The US Department of Defense (DoD) is initiating a new enterprise cloud service which will serve the joint force while cancelling another.
The Joint Warfighting Cloud Capability (JWCC) is being launched to support warfighters providing joint all domain command and control (JADC2). This will be in addition to the DoD’s artificial intelligence and data acceleration initiative (ADA).
“We are launching what we call the Joint Warfighting Cloud Capability, or JWCC, which will be based initially on direct awards to fill our urgent, unmet requirement for a multi-vendor enterprise cloud spanning the entire department in all three security levels with availability from CONUS to the tactical edge, at scale,” said John Sherman, acting chief information officer.
The DoD is initially looking at two ‘hyperscale’ cloud services providers – Microsoft and Amazon Web Services – although it is likely that IBM, Oracle and Google will also be approached at some point. According to the DoD: “While neither of the two companies will automatically win awards, it’s expected that by October both companies will receive direct solicitations from the department requesting proposals on how they might participate in JWCC.”

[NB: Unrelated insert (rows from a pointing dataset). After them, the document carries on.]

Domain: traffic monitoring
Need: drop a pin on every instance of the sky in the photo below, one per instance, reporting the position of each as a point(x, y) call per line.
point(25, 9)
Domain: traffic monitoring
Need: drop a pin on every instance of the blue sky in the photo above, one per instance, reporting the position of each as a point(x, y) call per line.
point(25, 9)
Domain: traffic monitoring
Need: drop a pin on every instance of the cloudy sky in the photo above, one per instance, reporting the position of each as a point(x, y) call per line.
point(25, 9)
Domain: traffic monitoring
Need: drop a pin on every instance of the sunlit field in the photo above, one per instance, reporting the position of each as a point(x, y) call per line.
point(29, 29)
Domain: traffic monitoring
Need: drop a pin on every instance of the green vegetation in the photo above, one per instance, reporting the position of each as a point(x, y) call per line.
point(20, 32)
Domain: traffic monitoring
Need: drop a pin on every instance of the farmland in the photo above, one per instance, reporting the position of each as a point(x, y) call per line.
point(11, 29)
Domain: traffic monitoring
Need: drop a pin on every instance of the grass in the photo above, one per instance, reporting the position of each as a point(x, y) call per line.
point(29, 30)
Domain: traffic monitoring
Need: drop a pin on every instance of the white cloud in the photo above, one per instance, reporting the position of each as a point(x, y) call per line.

The DoD is looking to contract the service by April 2022. It will take the form of “a multi-award, multi-vendor cloud solution with a performance period of no more than five years, consisting of a three-year performance base period and two one-year option periods.”
By 2025 it is planned that the cloud service will be running across the DoD enterprise.
The DoD is also cancelling the Joint Enterprise Defense Infrastructure (JEDI), which “was developed at a time when the department’s needs were different and our cloud conversancy less mature,” stated Sherman.